Sus excusas se acomodaban perfectamente a la última noche; pero, ¿y la anterior? De esa no me decía nada, y un instinto secreto me hacía buscar la verdad, no en sus palabras, sino en sus ojos, que estaban sombríos, sin el brillo gozoso de antes.

Una hora pasó en seguida. El pájaro dejó de cantar y el bosque quedó inerte. Pasó una onda de frío, y ella se apretó contra mí; su cuerpo estaba tibio, trémulo. ¡No, no; sintiéndola cerca, nada podía turbar mi dicha! Eran malas figuraciones las que me torturaban. Al despedirnos y tener sus manos entre las mías, le pregunté con timidez ansiosa:

—¿Hasta mañana?

—No; mañana, no.

Me invadió una tristeza tan grande que no me atreví ni a investigar el motivo; pero ella me dijo entre risas:

—Mañana será la prometida excursión. Pensaba sorprenderte con una invitación escrita; pero has puesto una cara tan triste, que no tengo valor de dejarte así.

Mi corazón vuelve a latir ligero. ¡Cuán pocas palabras han bastado para descargarlo de peso tan enorme!
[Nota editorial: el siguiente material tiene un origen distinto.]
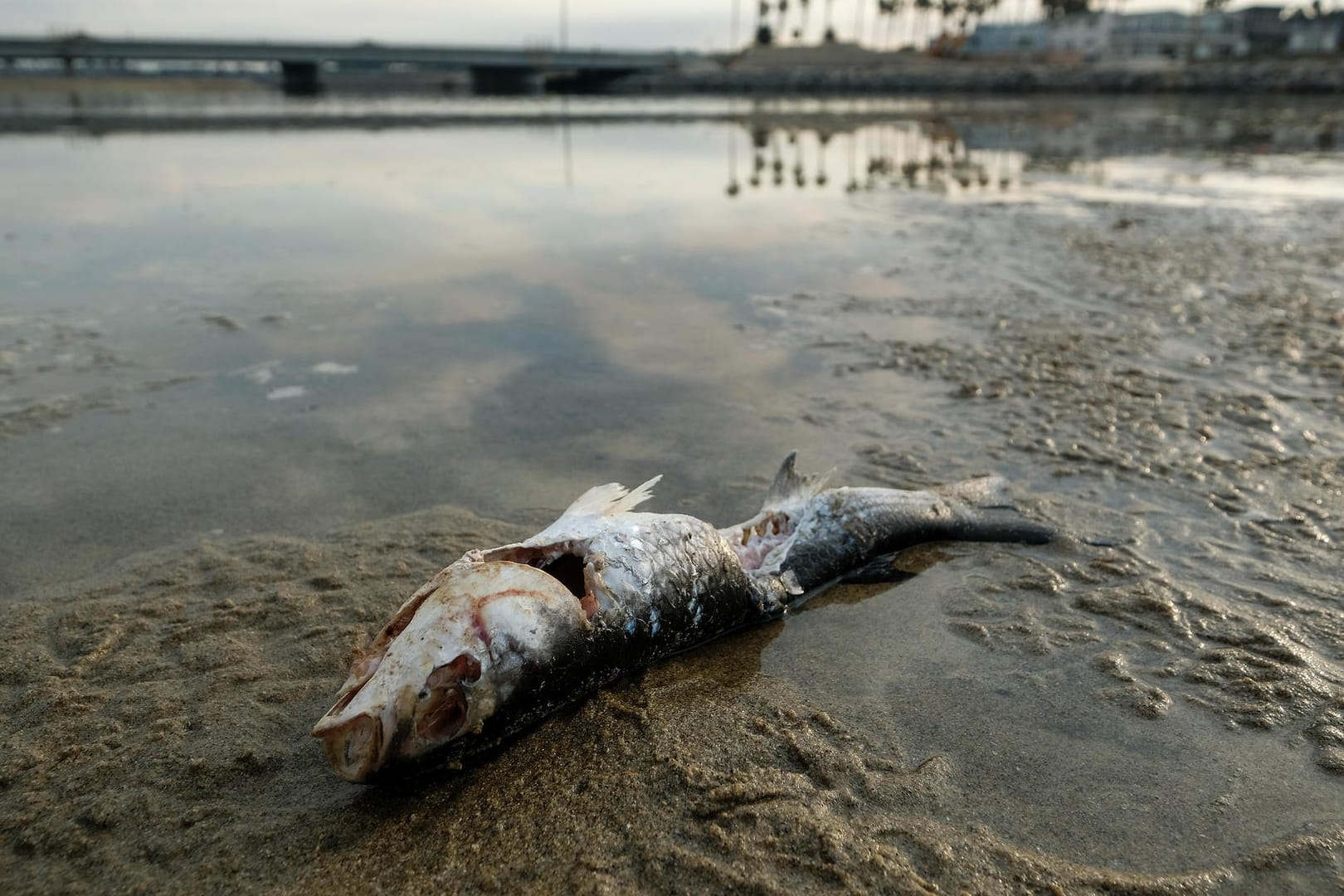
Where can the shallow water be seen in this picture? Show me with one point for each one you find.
(217, 342)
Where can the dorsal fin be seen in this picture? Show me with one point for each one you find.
(611, 499)
(789, 485)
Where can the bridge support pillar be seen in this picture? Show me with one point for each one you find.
(300, 78)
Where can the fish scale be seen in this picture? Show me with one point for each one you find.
(504, 637)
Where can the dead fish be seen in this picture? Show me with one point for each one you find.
(504, 637)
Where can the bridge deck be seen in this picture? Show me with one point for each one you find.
(316, 52)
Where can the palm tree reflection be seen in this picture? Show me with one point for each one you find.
(906, 155)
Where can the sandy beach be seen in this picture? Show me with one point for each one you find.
(1149, 348)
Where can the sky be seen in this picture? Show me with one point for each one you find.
(689, 24)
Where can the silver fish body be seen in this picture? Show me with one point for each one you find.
(503, 637)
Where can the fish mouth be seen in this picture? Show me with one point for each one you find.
(353, 746)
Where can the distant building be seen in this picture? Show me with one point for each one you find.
(1168, 35)
(1265, 28)
(1083, 37)
(1151, 35)
(1315, 35)
(1029, 39)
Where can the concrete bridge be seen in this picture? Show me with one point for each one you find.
(301, 65)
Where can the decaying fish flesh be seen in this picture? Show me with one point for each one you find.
(503, 637)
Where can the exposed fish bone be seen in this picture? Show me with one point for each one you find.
(503, 637)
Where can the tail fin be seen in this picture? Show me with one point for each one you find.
(990, 514)
(981, 492)
(611, 499)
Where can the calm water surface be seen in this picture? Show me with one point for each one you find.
(290, 327)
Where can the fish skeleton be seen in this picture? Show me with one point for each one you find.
(503, 637)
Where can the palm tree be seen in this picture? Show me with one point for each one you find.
(763, 35)
(926, 8)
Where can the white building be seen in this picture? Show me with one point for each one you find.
(1085, 35)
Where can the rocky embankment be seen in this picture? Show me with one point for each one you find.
(849, 71)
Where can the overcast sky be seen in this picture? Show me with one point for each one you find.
(693, 24)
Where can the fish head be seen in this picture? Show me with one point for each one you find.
(455, 657)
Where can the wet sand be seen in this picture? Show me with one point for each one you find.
(1155, 704)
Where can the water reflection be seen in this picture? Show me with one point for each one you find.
(523, 286)
(928, 155)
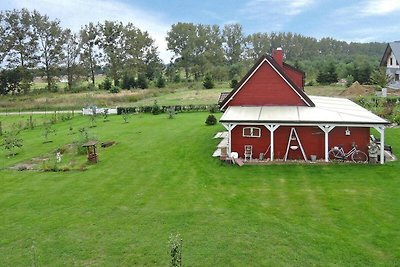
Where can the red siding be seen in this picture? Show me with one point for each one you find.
(295, 76)
(311, 137)
(266, 88)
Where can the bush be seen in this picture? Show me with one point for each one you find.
(155, 110)
(107, 84)
(349, 80)
(211, 120)
(208, 82)
(160, 82)
(115, 90)
(142, 82)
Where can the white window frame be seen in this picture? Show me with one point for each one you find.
(254, 132)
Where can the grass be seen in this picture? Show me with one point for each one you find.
(160, 179)
(174, 94)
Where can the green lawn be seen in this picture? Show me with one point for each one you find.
(160, 179)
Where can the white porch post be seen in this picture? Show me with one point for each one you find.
(229, 127)
(326, 129)
(381, 130)
(271, 128)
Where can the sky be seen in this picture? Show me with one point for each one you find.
(347, 20)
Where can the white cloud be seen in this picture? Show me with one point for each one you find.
(275, 13)
(380, 7)
(76, 13)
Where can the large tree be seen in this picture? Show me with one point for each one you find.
(50, 38)
(71, 53)
(112, 43)
(90, 55)
(181, 41)
(234, 43)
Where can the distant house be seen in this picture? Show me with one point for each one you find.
(269, 113)
(390, 60)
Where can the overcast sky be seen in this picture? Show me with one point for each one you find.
(348, 20)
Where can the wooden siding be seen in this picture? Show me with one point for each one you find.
(266, 88)
(311, 137)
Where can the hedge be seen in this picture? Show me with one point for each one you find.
(164, 109)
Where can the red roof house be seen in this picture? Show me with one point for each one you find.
(269, 113)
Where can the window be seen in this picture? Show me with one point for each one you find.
(251, 132)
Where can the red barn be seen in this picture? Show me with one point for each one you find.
(269, 113)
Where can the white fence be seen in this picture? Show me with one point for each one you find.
(95, 110)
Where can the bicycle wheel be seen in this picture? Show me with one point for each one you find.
(335, 154)
(359, 157)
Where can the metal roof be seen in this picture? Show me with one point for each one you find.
(326, 110)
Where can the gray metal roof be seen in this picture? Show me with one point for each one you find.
(326, 110)
(395, 49)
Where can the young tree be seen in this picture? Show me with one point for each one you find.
(50, 38)
(379, 77)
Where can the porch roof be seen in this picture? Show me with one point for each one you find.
(327, 110)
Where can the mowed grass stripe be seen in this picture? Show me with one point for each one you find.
(160, 179)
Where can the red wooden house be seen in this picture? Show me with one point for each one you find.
(270, 113)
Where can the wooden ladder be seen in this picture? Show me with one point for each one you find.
(294, 140)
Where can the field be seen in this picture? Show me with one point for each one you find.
(160, 179)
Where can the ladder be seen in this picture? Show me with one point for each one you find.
(294, 143)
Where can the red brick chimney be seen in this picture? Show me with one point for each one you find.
(278, 56)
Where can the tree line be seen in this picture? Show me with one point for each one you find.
(31, 45)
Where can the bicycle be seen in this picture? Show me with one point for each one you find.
(337, 153)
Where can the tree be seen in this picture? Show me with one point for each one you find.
(208, 82)
(11, 141)
(181, 41)
(50, 38)
(89, 43)
(18, 39)
(160, 82)
(328, 74)
(12, 81)
(379, 77)
(142, 81)
(234, 42)
(71, 53)
(111, 42)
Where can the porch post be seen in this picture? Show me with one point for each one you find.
(381, 130)
(272, 128)
(326, 129)
(230, 128)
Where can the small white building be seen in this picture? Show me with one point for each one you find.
(390, 61)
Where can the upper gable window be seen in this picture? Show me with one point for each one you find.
(251, 132)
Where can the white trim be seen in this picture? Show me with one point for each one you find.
(381, 130)
(252, 133)
(251, 75)
(326, 129)
(272, 128)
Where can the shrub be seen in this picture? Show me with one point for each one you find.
(208, 82)
(155, 110)
(211, 120)
(349, 80)
(107, 84)
(160, 82)
(115, 90)
(175, 250)
(142, 82)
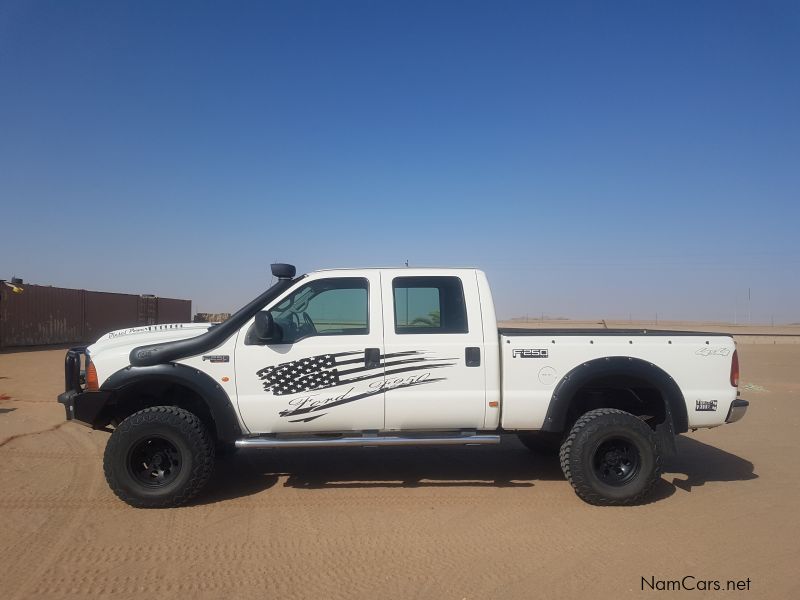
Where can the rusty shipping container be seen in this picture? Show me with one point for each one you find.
(106, 312)
(43, 315)
(170, 310)
(40, 315)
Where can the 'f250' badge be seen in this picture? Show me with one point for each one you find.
(530, 353)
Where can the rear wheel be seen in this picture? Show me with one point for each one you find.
(611, 458)
(158, 457)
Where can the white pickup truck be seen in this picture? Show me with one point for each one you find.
(380, 357)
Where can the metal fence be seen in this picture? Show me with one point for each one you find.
(43, 315)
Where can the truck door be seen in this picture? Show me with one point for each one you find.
(435, 374)
(326, 372)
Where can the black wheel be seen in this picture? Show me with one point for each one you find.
(611, 458)
(158, 457)
(541, 442)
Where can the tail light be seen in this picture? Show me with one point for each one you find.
(92, 384)
(735, 369)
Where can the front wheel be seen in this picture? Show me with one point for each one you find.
(158, 457)
(611, 458)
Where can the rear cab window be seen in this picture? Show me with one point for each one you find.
(429, 304)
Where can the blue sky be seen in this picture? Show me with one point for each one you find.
(595, 159)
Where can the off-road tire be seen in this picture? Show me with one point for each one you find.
(168, 437)
(600, 434)
(541, 442)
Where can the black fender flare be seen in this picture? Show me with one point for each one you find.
(565, 390)
(226, 423)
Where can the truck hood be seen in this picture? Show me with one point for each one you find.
(125, 340)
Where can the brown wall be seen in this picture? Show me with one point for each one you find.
(43, 315)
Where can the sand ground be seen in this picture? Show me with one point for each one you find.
(486, 522)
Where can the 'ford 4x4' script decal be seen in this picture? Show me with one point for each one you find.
(312, 375)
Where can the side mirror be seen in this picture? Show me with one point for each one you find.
(265, 328)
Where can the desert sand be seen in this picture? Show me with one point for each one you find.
(484, 522)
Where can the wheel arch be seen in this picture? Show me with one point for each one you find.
(208, 399)
(606, 368)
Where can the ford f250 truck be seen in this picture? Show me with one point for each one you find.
(388, 357)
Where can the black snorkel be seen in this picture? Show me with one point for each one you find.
(155, 354)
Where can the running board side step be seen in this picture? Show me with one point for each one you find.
(366, 441)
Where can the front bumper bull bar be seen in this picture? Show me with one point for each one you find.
(80, 405)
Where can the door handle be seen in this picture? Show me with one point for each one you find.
(472, 356)
(372, 358)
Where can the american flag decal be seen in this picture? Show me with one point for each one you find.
(329, 370)
(303, 375)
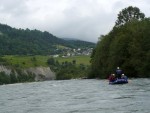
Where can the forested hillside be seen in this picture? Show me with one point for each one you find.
(33, 42)
(127, 45)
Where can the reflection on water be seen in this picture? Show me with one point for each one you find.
(76, 96)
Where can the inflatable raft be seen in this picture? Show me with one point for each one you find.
(119, 81)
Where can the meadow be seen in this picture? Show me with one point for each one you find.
(34, 61)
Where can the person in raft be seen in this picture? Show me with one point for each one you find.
(124, 76)
(118, 72)
(112, 78)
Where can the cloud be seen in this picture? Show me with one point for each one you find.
(82, 19)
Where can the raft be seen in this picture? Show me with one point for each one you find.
(119, 81)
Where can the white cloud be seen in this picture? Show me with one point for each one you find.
(82, 19)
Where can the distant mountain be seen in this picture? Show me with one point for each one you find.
(34, 42)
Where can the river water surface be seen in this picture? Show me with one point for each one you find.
(76, 96)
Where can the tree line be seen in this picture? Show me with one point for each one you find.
(127, 45)
(33, 42)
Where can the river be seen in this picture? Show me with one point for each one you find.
(76, 96)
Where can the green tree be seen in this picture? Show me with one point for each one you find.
(128, 14)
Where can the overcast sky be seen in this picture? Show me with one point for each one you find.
(80, 19)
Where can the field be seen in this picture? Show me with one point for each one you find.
(34, 61)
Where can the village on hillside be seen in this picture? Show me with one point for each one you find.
(68, 52)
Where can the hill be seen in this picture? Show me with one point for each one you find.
(34, 42)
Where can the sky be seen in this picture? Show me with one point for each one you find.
(77, 19)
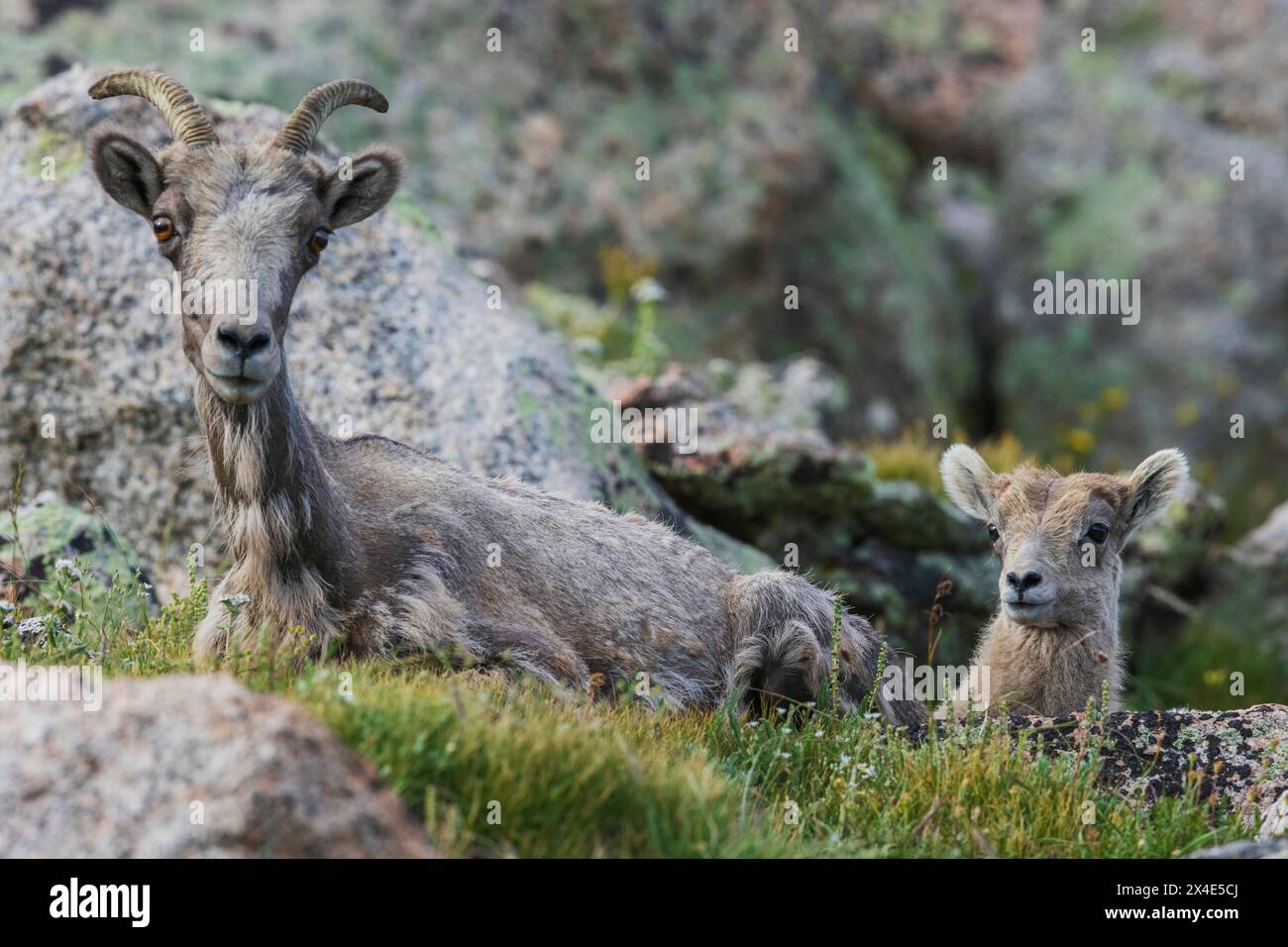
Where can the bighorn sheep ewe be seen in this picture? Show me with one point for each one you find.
(375, 548)
(1054, 642)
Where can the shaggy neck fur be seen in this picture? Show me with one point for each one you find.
(287, 528)
(1054, 671)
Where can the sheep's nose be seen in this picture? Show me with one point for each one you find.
(244, 341)
(1022, 582)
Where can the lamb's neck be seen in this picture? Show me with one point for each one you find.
(278, 501)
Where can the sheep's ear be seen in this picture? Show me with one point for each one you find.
(1153, 486)
(969, 480)
(357, 189)
(127, 170)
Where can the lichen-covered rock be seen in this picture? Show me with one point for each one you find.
(54, 543)
(1237, 758)
(189, 766)
(1258, 848)
(390, 335)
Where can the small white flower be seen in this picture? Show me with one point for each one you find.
(648, 290)
(68, 569)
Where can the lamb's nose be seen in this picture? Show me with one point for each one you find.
(245, 341)
(1024, 582)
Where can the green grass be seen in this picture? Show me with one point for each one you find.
(498, 767)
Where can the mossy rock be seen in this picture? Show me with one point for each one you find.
(59, 552)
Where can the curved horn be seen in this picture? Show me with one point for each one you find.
(303, 124)
(178, 106)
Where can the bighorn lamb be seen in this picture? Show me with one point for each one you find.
(1054, 642)
(372, 547)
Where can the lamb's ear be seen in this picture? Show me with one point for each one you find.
(356, 191)
(969, 480)
(127, 170)
(1153, 486)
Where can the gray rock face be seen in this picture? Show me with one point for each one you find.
(127, 780)
(390, 335)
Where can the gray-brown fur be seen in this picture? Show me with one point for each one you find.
(1052, 643)
(369, 545)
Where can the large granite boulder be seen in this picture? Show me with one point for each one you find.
(189, 766)
(390, 335)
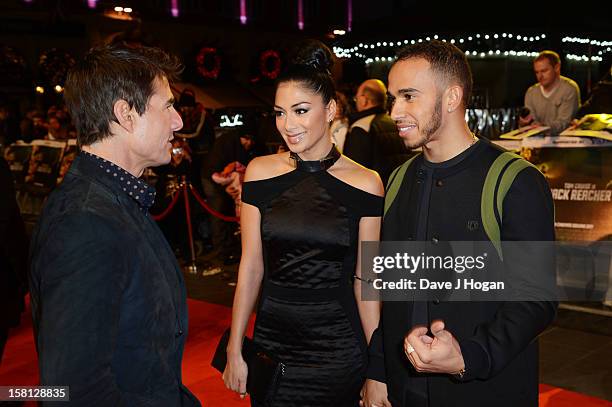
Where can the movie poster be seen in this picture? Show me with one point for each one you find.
(580, 179)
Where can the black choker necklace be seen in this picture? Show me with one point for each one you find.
(318, 165)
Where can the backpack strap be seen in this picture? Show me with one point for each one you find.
(395, 181)
(500, 177)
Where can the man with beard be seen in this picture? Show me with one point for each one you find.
(441, 353)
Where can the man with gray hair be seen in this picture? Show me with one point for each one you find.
(372, 140)
(555, 99)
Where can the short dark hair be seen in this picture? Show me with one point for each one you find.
(310, 65)
(109, 73)
(551, 56)
(446, 60)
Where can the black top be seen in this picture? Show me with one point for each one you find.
(307, 315)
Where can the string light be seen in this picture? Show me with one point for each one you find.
(477, 42)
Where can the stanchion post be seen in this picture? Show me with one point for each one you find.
(191, 267)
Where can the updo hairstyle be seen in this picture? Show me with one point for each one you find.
(310, 65)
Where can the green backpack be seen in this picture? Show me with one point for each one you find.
(503, 171)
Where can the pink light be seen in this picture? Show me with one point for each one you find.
(300, 14)
(242, 11)
(349, 16)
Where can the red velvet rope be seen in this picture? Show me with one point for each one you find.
(168, 209)
(211, 210)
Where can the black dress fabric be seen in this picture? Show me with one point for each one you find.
(308, 315)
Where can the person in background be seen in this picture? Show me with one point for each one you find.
(555, 99)
(372, 140)
(339, 126)
(233, 146)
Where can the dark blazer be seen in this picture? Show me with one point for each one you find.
(498, 340)
(373, 142)
(108, 297)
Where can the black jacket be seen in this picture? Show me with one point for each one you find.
(373, 142)
(498, 339)
(108, 297)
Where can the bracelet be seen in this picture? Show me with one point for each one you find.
(459, 375)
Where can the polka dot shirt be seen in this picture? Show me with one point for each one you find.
(137, 189)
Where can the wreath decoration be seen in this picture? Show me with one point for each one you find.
(270, 64)
(208, 62)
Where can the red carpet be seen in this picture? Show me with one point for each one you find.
(206, 324)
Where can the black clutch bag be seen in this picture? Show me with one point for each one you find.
(265, 371)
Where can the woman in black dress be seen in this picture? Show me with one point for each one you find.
(304, 213)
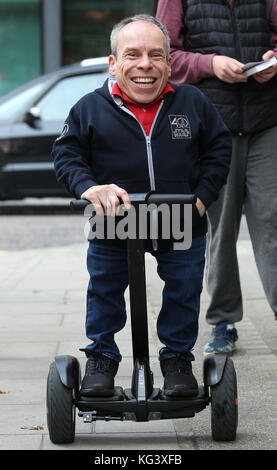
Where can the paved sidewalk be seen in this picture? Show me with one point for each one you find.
(42, 312)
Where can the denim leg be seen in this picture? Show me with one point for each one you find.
(106, 312)
(177, 324)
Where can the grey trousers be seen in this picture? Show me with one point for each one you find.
(252, 183)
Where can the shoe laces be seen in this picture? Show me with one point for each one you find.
(98, 363)
(222, 331)
(176, 364)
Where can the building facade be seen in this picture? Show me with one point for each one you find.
(39, 36)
Eduarda se aleja a pasos cortos, saludándome con inclinaciones de cabeza. Sin moverme del sitio le pregunto:

—Dime cuánto tiempo hace que recogiste los pedazos del vaso.

—¿Qué cuánto tiempo?

—Si. ¿Una semana…? ¿Dos quizá?

—Quizá dos, sí… Pero no, no vuelvas a ponerte triste; voy a decirte la verdad: fue ayer.

—¡Ah, ayer…! Ayer todavía pensaba en mí. ¡Qué feliz soy!